Used Pickups at a Glance
Aug 27, 2013
Used Pickups at a Glance
by Justin Pritchard , Auto123.com
Few can argue with the wholesome handiness or utility that comes with owning a pickup truck. Whether you need a little truck for a year to build a new house or complete a list of renovations or you’re a diehard enthusiast with a lifestyle that demands parking a pickup in the driveway, the used marketplace offers plenty of selection to meet virtually any need.

If you’re planning to shop out a used pickup, consider the following list: we’ve assembled some of the most popular used truck buys on the market, highlighted what their owners love, and listed the most common issues and pre-purchase checks you’ll want to look into.

Remember: A trip to your favourite mechanic with the truck in question can affordably provide added purchase confidence and peace of mind via the pre-purchase inspection. In an hour or less, your mechanic can give the truck you’re after a two-thumbs-up or, conversely, advise that you may want to select another model.

1996 to 2004 Toyota Tacoma

1996 Toyota Tacoma
1996 Toyota Tacoma (Photo: Toyota)

The Draw: Owners of this last-generation Tacoma typically rave about styling, off-road capability, long-term reliability, and a relatively smooth powertrain. Decent mileage, ground clearance and adequate power, even from the 4-cylinder engine, are also praised. Many owners share stories online of how their older Tacoma’s are “ultra reliable,” always fire up, and get them where they need to go. Look for 4- or 6-cylinder power, two- or four-wheel drive, manual or automatic transmissions, and a selection of body configurations.

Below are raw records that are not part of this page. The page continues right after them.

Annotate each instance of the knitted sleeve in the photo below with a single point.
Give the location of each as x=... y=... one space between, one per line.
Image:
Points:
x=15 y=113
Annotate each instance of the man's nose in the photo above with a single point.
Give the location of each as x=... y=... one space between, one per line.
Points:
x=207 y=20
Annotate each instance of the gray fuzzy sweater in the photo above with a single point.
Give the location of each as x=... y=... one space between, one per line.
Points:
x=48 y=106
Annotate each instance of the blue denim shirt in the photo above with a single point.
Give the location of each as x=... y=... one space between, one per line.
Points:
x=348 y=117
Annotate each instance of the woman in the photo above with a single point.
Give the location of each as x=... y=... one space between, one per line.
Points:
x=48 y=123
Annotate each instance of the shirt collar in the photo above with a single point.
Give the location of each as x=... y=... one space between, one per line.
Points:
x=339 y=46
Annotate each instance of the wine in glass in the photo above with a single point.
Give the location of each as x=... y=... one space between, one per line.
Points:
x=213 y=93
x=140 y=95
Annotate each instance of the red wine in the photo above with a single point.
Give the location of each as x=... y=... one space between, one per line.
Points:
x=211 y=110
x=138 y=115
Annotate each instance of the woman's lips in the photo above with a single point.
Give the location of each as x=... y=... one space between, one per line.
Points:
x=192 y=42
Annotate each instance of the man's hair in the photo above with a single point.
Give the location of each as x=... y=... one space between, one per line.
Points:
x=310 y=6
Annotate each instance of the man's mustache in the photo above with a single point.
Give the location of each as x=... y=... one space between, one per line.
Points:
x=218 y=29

The Common Issues: Be sure you’re able to get comfortable in the seats, and check the body extensively for rust, paint chips and dents beyond those expected given the truck’s age and mileage. Double-check for confident brake-system performance and 4x4 system engagement into its various modes. Listen to the suspension for signs of clunking or popping, which could be evidence of a worn-out busing, ball-joint or strut. Also, look for signs of oil splatter visible from the inside of the rear wheels. This could indicate leaky axle seals, which may adversely affect the vehicle’s ability to brake.

Having the Tacoma you’re considering inspected for rust should be considered absolutely mandatory. Though no worrisome drivetrain or electronic-related issues present themselves in checks of online forums, some earlier Tacoma models in this generation were actually recalled due to a heavy rust problem that could see the frame perforate, compromising safety.